As Clinton’s Benghazi Testimony Looms, Committee in Disarray
Policy + Politics

As Clinton’s Benghazi Testimony Looms, Committee in Disarray

Reuters

Days before Hillary Clinton is due to appear in a high-profile hearing before the House committee investigating the Benghazi attacks, the panel’s top Republican is defending the committee against accusations that it is politicized, even as its senior Democrat is doing everything he can to reinforce that perception.

Rep. Trey Gowdy (R-SC), the former federal prosecutor heading the Benghazi committee, and Rep. Elijah Cummings (D-MD), the senior Democrat on the committee, made dueling appearances on CBS’s “Face the Nation” Sunday morning, and also released competing press releases challenging each other’s handling of the evidence presented to the committee.

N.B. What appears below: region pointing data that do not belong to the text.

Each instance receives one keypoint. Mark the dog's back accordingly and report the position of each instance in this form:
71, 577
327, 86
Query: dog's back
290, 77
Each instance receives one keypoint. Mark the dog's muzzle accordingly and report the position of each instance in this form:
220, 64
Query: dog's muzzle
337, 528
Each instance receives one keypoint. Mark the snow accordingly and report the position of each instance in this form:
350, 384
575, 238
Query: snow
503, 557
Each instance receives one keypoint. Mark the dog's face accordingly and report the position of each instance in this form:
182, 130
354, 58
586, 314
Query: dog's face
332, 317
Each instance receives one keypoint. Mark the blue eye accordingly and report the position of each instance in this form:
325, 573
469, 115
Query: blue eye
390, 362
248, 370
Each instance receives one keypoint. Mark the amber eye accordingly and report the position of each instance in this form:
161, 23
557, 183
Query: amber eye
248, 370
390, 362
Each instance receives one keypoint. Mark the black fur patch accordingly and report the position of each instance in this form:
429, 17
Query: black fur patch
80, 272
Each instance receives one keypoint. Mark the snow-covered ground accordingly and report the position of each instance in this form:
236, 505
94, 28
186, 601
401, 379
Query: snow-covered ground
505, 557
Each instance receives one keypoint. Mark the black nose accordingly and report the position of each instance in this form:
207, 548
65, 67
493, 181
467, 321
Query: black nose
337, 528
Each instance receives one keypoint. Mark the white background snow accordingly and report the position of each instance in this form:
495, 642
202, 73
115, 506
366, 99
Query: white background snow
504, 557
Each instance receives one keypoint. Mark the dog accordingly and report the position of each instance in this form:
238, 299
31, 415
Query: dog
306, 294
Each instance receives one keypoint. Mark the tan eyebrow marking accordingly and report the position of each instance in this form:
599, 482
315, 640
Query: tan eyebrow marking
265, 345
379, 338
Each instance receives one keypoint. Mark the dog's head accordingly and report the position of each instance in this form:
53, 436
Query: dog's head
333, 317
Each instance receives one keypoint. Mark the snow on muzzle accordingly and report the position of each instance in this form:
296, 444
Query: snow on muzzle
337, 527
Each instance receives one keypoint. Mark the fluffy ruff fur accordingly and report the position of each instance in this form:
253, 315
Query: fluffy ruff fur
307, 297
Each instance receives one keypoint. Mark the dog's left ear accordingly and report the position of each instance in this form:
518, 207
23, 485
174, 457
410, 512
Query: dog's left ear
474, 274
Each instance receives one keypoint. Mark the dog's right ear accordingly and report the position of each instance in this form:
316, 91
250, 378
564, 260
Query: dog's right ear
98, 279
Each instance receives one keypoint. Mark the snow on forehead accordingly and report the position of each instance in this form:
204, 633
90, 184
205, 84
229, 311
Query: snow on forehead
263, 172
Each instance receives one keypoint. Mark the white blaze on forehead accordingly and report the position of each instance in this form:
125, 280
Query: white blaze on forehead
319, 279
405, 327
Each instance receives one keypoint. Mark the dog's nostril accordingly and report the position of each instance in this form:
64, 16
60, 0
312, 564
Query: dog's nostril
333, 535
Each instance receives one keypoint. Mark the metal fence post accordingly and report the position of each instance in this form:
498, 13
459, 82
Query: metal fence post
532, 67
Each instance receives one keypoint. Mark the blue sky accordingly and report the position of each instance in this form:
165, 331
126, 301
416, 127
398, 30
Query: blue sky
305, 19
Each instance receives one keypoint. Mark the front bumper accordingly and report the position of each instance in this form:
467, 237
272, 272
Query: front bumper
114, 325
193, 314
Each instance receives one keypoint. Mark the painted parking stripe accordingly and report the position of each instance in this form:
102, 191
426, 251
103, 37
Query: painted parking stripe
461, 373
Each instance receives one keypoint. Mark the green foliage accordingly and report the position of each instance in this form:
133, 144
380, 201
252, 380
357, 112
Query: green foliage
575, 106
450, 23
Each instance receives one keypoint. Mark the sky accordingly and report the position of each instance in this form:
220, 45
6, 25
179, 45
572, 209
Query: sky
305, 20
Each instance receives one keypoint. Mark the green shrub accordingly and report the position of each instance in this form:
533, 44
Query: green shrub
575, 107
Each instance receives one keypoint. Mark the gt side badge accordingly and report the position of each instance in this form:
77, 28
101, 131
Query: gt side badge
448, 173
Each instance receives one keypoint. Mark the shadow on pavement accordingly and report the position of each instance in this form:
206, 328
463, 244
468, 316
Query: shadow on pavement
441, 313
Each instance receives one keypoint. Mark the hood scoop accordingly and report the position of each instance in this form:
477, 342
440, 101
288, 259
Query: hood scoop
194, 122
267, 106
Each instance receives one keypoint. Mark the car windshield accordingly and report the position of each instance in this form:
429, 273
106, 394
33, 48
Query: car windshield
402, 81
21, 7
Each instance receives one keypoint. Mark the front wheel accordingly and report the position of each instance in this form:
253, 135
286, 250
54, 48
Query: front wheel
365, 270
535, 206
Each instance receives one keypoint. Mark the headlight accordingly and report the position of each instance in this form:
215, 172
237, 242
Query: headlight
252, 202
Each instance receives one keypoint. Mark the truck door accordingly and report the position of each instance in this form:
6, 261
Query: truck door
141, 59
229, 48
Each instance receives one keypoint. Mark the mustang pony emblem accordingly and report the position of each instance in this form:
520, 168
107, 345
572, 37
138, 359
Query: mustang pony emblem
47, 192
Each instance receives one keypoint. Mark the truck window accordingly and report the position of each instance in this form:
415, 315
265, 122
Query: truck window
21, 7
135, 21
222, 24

Related: House Republicans Give Clinton Another Gift on Benghazi

Gowdy started in something of a hole, considering that he was confronted with statements made over recent weeks by Republicans in the House – Majority Leader Kevin McCarthy and Rep. Richard Hana of New York – saying that the probe was designed to cause political problems for Clinton.

“I have told my Republican colleagues and friends, ‘Shut up talking about things that you don’t know anything about,’” Gowdy told host John Dickerson. “Unless you’re on the committee, you have no idea what we’ve done, why we’ve done it, and what new facts we have found. We have found new facts, John, that have absolutely nothing to do with her. I get that people don’t want to talk about that, but the seven members of my committee are much more focused on the four dead Americans than we are anyone’s presidential aspirations.”

He went on to reveal that the committee recently got access to the email account of U.S. Ambassador Chris Stevens, who was killed in September 2012, when terrorists launched an attack on the U.S. compound in the city of Benghazi.

The Stevens emails, he argued, reveal the “total disconnect” between the crisis on the ground in Libya when Stevens took over and the State Department’s focus on how best to spin the day-to-day events there in presenting them to the public.

Related: Gowdy’s Dream of an Unsullied Committee Dashed

But the emails that have received the most attention so far haven’t belonged to Stevens, but to Clinton.

The committee has been criticized, primarily by Democrats, for its focus on Clinton’s use of a private email account for her official correspondence while secretary of state. Clinton has, in defending herself, relied on the narrow assertion that nothing “marked as classified” was ever forwarded sent through her private account.

Gowdy has consistently argued that his interest in the Clinton email scandal is limited to the light it sheds on his investigation into the Benghazi attacks.

However, despite his adamant claims that he is not overly interested in the Clinton emails, he went on at some length Sunday morning criticizing the Clinton State Department for asking Stevens to read and react to an email sent by a former Clinton advisor, Sidney Blumenthal, who exchanged numerous emails with the secretary of state prior to the attacks.

Related: Clinton Confronts Benghazi Controversy Ahead of Crucial Testimony

After Gowdy’s interview was finished, Cummings appeared immediately after and claimed that the chairman is now trying to de-politicize a committee that has been political in nature all along.

“He’s now trying to shift back to where we should have been all along,” Cummings said.

Also on Sunday, Cummings released a letter to Gowdy accusing the chairman of inaccurately reporting that Clinton had forwarded an email containing the name of a confidential Central Intelligence Agency source through her personal email account.

In an earlier 13-page letter to Cummings, which was also released publicly, Gowdy claimed that by forwarding the email through a non-government account Clinton had potentially exposed “some of the most protected information in our intelligence community, the release of which could jeopardize not only national security but human lives.”

Related: Sensing an Advantage, Clinton Skewers GOP on Benghazi Probe

Cummings replied that the CIA, in conversations with committee staff, had indicated “they do not consider the information you highlighted in your letter to be classified.” Quoting CIA officials, he said, “the State Department consulted with the CIA on this production, the CIA reviewed these documents, and the CIA made no redactions to protect classified information.” 

Gowdy’s staff was quick to fire back, pointing out that the reason the CIA did not demand redactions was that document was already redacted – meaning that the classified information had already been removed -- not because the information in Clinton’s email wasn’t classified.

The performance by the two top members of the Benghazi committee on Sunday suggests that when Clinton takes her seat in front of the panel Thursday and the members of each party alternate in questioning her, observers will be at some risk of whiplash.